Empat Sekolah Klaten Gelar Uji Coba Tatap Muka, Guru Wajib Vaksin

Klaten,(klaten.sorot.co)--Sebanyak empat sekolah di Kabupaten Klaten mulai menggelar uji coba pembelajaran tatap muka pada, Senin (05/04/2021). Selama uji coba semua wajib menaati protokol kesehatan, selain itu para guru yang mengajar juga diwajibkan sudah mendapat vaksin.

Keempat sekolah yang menggelar uji coba tatap muka itu adalah, SMA N 3 Klaten, SMK N 3 Klaten, MA N 1 Klaten, dan SMP N 2 Klaten. Sesuai dengan aturan dari Pemerintah Provinsi Jawa Tengah, uji coba pembelajaran tatap muka terbatas ini berlangsung 5-16 April 2021.

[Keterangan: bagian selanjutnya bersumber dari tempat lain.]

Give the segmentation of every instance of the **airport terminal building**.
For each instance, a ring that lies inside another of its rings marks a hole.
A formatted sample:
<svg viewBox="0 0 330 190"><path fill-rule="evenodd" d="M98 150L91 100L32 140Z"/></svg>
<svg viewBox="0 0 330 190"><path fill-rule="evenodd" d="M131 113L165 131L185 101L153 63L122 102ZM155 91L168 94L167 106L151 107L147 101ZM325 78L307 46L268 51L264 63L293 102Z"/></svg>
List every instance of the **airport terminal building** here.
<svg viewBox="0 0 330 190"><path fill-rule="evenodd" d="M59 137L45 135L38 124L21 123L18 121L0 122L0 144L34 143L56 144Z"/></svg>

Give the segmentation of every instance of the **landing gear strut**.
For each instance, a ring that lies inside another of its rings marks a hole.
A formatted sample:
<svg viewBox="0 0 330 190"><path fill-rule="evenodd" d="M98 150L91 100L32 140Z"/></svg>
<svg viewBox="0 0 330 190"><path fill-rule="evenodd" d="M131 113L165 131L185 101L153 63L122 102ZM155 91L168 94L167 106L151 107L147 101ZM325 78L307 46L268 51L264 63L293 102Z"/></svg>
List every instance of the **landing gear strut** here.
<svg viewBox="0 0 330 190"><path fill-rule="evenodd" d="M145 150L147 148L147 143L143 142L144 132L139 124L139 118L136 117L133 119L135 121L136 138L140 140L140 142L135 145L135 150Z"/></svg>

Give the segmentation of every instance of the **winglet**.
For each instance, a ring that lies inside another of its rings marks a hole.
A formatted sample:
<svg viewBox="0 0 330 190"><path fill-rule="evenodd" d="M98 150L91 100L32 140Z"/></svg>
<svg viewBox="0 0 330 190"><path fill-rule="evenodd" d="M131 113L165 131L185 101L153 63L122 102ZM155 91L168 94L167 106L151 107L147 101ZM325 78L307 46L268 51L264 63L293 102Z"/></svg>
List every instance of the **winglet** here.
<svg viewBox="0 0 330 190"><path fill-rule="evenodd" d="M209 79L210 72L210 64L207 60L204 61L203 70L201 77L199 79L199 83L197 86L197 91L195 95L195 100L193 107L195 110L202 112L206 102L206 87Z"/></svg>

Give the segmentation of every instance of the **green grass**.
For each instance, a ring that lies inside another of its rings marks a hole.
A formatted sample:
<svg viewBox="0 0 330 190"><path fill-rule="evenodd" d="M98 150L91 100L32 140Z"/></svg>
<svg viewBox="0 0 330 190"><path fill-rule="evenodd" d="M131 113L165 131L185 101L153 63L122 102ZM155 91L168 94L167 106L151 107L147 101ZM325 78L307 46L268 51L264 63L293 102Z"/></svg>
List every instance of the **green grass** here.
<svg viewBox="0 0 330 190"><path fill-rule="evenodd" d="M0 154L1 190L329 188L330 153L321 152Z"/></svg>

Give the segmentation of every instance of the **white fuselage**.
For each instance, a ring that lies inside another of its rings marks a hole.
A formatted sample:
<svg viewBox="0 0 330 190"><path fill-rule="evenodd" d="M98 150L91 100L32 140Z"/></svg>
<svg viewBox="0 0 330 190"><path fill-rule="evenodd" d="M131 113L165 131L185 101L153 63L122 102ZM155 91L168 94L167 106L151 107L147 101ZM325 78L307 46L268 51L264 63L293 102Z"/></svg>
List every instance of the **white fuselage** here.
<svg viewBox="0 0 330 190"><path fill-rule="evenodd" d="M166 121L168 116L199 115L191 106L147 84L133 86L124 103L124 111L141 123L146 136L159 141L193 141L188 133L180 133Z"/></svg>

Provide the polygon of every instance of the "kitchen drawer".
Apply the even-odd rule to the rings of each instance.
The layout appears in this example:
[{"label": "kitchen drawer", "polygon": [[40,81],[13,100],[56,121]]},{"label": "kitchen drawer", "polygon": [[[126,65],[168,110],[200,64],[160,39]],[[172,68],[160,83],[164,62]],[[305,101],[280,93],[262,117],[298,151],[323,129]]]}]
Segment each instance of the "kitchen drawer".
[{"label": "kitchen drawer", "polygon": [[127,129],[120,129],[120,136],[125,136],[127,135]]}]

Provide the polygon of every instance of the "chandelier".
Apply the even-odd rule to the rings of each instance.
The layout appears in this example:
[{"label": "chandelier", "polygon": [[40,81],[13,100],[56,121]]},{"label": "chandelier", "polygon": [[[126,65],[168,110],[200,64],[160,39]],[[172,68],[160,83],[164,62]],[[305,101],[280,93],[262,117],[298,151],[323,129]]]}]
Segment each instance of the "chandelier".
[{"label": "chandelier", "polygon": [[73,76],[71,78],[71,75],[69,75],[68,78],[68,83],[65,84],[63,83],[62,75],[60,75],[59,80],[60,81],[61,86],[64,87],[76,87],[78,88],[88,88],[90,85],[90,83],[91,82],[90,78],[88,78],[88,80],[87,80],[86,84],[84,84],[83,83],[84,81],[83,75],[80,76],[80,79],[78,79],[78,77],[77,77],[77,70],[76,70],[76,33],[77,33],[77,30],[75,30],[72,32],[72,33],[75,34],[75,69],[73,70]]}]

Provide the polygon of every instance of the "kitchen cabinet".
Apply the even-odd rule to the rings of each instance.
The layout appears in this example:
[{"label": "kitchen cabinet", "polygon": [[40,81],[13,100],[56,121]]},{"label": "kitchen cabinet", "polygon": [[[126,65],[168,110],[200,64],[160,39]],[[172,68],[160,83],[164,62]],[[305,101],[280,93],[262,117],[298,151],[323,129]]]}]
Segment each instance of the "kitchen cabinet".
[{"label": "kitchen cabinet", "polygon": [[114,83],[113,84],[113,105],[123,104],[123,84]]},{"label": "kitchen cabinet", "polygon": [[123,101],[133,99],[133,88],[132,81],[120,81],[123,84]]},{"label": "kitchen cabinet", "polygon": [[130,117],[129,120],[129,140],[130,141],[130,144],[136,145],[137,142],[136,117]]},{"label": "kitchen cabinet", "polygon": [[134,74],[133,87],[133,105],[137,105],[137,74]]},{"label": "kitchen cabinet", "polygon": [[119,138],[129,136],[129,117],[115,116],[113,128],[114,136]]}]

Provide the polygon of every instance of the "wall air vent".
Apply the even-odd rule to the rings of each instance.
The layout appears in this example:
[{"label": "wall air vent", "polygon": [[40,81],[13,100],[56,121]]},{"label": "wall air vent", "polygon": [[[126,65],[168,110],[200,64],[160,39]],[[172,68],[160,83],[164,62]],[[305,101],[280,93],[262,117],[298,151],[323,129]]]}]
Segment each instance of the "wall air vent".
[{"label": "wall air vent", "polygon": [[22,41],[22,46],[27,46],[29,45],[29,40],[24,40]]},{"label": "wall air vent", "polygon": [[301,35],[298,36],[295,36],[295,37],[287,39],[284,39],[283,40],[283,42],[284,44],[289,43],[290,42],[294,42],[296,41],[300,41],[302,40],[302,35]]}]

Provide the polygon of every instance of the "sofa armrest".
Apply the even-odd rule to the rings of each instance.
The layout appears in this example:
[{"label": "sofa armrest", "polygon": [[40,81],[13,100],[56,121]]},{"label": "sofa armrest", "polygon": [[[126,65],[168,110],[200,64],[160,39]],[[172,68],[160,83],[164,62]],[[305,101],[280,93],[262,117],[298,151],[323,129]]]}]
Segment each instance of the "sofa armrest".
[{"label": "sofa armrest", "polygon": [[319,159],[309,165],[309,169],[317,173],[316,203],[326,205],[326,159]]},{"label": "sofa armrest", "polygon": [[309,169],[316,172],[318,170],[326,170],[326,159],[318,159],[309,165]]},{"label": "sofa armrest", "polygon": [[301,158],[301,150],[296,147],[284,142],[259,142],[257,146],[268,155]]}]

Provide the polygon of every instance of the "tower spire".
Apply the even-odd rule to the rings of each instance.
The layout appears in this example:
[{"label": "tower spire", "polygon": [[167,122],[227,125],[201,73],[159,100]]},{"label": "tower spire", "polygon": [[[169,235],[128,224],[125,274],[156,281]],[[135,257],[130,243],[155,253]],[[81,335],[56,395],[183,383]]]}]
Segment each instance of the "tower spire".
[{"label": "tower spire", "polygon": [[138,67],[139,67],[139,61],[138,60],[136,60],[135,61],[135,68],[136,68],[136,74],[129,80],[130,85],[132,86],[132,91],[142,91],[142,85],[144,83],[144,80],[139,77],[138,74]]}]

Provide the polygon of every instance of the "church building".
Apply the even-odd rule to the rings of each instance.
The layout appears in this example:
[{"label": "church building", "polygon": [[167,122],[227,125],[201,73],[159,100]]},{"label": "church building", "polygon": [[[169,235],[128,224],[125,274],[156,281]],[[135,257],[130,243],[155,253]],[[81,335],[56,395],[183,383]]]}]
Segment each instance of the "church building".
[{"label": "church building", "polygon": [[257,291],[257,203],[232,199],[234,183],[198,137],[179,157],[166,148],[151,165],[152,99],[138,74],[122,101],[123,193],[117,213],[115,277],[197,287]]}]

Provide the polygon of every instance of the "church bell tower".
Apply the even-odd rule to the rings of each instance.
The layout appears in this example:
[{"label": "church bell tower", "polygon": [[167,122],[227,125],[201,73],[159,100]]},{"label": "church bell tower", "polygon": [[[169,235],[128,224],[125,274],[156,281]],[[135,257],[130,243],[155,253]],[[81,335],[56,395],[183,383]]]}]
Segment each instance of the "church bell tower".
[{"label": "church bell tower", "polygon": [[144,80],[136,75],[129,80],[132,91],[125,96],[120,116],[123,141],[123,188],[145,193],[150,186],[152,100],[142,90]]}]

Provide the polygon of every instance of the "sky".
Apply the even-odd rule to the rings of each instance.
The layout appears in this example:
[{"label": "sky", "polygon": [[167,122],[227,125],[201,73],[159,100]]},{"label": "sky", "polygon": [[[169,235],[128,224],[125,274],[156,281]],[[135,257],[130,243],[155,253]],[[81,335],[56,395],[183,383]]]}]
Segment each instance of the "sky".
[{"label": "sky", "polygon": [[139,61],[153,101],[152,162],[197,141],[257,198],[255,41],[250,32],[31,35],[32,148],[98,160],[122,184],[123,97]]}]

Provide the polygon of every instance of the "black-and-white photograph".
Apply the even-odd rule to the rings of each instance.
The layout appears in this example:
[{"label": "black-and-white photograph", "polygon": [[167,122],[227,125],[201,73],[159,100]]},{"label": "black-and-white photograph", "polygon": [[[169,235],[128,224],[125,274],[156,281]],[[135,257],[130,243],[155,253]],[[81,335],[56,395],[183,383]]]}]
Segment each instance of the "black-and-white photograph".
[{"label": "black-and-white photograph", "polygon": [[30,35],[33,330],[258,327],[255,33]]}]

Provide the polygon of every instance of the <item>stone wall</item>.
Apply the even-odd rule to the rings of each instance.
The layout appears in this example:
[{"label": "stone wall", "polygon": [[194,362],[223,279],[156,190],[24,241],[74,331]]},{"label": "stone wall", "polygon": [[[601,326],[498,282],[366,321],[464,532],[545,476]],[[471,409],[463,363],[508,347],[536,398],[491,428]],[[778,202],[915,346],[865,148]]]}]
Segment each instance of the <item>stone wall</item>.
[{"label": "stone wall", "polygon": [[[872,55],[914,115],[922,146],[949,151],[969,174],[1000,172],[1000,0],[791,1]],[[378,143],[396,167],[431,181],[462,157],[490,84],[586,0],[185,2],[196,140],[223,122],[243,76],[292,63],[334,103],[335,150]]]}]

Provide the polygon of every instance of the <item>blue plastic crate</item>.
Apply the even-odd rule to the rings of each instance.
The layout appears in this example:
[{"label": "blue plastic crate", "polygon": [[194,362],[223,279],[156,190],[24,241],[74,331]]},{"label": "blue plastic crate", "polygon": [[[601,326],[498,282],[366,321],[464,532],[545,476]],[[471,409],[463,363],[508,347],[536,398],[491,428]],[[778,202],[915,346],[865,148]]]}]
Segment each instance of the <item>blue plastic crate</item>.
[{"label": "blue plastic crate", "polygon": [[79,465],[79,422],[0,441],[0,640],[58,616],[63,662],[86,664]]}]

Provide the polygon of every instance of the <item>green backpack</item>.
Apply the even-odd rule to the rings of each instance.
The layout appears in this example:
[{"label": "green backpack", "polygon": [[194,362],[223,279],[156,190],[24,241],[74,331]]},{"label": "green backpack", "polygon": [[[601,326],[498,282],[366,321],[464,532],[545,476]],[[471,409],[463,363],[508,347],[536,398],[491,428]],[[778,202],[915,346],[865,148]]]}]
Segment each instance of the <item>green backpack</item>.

Alhamdulilah ini saya mantau pelaksanaan uji coba tatap muka di Klaten. Ada empat sekolah yang sudah mulai, ujar Bupati Klaten, Sri Mulyani, Senin siang.

Pihaknya mengatakan meski pembelajaran tatap muka sudah mulai berjalan, namun penerapan protokol kesehatan harus diperketat. Diantaranya adalah membatasi jumlah siswa hingga mewajibkan guru yang mengajar harus sudah mendapat vaksin terlebih dahulu. 

Saya sudah berpesan kepada kepala sekolah dan kepala dinas agar guru yang ikut uji coba harus sudah vaksin dulu. Itu protokol kesehatannya, imbuhnya.

Dari hasil pemantauan, lanjut Mulyani secara keseluruhan uji coba tatap muka hari pertama sudah berjalan baik dan sesuai protokol kesehatan. Apabila uji coba kali ini berjalan lancar, maka sekolah yang lain akan segera menyusul untuk persiapan pembelajaran tatap muka.

Kalau ada temuan (covid) di sekolah, ya nanti tatap muka kita tunda dulu. Tapi kalau ini lancar, Insyaallah sekolah lain segera menyusul bertahap, kata dia.

Sementara itu Kepala SMK N 3 Klaten, Dionisius Pramuaji mengatakan uji coba tatap muka digelar selama dua jam dalam sehari. Dalam uji coba tahap pertama ini hanya untuk pelajar kelas X dan XI. Sebelum memulai tatap muka, pelajar wajib mengantongi izin orang tua. 

Ini terbatas dulu. Kalau guru yang sudah vaksin sekitar 72 guru. Untuk hari pertama materinya adalah tentang protokol kesehatan, agar anak- anak terbiasa dulu, pungkasnya.